Monthly Archives: August 2019

Akka Dynamic Pub-Sub Service

As shown in a previous blog post illustrating with a simple text mining application, Akka Stream provides a robust `GraphDSL` domain specific language for assembling stream graphs using a mix of fan-in/fan-out junctions. While `GraphDSL` is a great tool, the supported fan-in/fan-out components are limited to have a fixed number of inputs and outputs as all connections of the graph must be known and connected upfront.

To build a streaming service that allows new producers and consumers to be dynamically added, one would need to look outside of the `GraphDSL`. In this blog post, we’re going to look at how to build a dynamic publish-subscribe service.

MergeHub

Akka provides MergeHub that serves as a dynamic fan-in junction in the form of a Source to be attached to with a single consumer.

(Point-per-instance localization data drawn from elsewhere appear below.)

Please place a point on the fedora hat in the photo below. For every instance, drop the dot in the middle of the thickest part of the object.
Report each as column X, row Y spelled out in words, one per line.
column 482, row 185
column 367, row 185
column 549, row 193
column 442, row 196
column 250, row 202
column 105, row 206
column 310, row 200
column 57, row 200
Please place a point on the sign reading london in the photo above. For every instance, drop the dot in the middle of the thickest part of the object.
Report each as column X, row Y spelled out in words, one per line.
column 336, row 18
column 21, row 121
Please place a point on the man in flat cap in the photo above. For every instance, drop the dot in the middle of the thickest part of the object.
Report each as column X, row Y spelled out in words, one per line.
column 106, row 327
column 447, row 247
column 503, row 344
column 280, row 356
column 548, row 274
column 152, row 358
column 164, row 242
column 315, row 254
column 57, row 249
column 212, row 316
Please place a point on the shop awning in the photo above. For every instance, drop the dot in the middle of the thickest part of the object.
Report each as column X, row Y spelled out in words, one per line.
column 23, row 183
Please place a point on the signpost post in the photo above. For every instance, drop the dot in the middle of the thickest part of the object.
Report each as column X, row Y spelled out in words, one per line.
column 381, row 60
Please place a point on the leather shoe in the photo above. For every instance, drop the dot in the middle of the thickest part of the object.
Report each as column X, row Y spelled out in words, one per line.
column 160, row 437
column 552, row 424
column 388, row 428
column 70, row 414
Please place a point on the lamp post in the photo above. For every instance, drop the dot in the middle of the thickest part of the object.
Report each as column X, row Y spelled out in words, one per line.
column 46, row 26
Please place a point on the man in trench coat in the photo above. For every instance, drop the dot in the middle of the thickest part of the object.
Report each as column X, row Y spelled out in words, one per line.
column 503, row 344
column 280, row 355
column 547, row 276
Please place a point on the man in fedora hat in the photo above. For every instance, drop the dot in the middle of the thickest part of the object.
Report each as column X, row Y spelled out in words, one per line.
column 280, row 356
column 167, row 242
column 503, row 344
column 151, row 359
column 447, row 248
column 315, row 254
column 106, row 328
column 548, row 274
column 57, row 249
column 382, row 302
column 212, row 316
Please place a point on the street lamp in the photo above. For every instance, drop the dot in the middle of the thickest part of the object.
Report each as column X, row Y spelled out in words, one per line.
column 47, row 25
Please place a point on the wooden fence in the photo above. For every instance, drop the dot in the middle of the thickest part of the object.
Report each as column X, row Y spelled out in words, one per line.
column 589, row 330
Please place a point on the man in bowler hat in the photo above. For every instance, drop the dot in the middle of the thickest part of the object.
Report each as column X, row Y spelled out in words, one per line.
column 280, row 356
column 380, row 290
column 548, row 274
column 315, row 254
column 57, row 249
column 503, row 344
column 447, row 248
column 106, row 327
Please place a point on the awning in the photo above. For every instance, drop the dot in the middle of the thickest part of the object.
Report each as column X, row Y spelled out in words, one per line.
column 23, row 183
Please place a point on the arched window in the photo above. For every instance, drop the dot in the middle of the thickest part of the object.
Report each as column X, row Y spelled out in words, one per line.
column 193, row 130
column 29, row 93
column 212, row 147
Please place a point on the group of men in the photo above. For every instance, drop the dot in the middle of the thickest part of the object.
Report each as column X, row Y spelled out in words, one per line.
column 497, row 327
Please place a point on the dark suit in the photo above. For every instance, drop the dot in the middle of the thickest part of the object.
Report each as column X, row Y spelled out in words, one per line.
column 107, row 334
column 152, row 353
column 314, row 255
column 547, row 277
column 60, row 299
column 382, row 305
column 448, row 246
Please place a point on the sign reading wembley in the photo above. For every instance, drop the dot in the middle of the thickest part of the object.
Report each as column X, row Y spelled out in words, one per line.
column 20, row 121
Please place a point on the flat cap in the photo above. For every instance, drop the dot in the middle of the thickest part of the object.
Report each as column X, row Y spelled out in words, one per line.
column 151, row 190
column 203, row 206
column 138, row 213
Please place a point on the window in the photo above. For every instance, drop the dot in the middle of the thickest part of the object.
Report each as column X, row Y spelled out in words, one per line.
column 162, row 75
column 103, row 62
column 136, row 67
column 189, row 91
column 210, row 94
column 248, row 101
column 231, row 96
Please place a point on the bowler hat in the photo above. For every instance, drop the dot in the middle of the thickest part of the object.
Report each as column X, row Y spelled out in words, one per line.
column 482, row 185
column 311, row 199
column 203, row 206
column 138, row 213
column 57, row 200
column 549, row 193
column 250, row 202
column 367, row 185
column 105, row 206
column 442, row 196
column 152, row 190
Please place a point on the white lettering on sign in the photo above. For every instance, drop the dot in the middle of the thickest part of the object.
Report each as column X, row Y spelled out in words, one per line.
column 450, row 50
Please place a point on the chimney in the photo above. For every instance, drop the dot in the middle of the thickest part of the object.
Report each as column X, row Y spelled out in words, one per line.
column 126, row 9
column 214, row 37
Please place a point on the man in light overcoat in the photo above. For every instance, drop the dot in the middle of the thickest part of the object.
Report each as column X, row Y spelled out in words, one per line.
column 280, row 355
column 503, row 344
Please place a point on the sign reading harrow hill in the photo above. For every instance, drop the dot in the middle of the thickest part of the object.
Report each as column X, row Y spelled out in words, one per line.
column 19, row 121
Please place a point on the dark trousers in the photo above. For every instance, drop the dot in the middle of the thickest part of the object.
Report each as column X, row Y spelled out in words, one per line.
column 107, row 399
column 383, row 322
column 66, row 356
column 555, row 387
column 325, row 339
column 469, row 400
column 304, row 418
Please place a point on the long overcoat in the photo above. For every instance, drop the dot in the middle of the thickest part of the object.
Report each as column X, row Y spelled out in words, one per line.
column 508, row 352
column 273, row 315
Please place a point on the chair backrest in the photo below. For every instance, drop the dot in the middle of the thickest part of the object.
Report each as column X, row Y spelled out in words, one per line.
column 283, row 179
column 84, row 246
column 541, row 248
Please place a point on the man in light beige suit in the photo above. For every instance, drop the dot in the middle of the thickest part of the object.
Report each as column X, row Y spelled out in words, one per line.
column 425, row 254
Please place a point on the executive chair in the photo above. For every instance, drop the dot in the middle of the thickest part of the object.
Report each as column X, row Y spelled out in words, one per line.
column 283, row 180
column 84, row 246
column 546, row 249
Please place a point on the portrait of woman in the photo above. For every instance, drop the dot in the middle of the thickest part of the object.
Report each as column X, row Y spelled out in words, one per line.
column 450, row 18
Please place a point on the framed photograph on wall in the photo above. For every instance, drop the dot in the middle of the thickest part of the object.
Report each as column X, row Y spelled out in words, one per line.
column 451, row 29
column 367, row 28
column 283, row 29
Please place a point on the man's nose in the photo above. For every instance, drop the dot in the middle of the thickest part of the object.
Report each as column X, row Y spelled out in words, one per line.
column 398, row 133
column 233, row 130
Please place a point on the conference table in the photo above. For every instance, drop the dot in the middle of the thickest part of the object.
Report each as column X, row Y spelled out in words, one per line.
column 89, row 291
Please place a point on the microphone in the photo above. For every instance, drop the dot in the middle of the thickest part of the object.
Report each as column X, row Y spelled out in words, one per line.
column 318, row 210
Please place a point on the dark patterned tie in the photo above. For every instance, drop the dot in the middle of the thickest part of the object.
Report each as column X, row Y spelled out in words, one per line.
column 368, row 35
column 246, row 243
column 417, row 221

Once materialized, multiple producers can be attached to the hub where elements coming from these producers are emitted in a first-comes-first-served fashion along with `backpressure` support.

MergeHub.source has the following method signature:

// MergeHub.source
def source[T](perProducerBufferSize: Int): Source[T, Sink[T, NotUsed]]

Example:

import akka.actor.ActorSystem
import akka.stream.{ActorMaterializer, DelayOverflowStrategy}
import akka.stream.scaladsl._
import akka.{Done, NotUsed}

implicit val system = ActorSystem("system")
implicit val materializer = ActorMaterializer()
implicit val ec = system.dispatcher

val consumer = Sink.foreach(println)

val toConsumer: Sink[String, NotUsed] =
  MergeHub.source[String](perProducerBufferSize = 32).to(consumer).run()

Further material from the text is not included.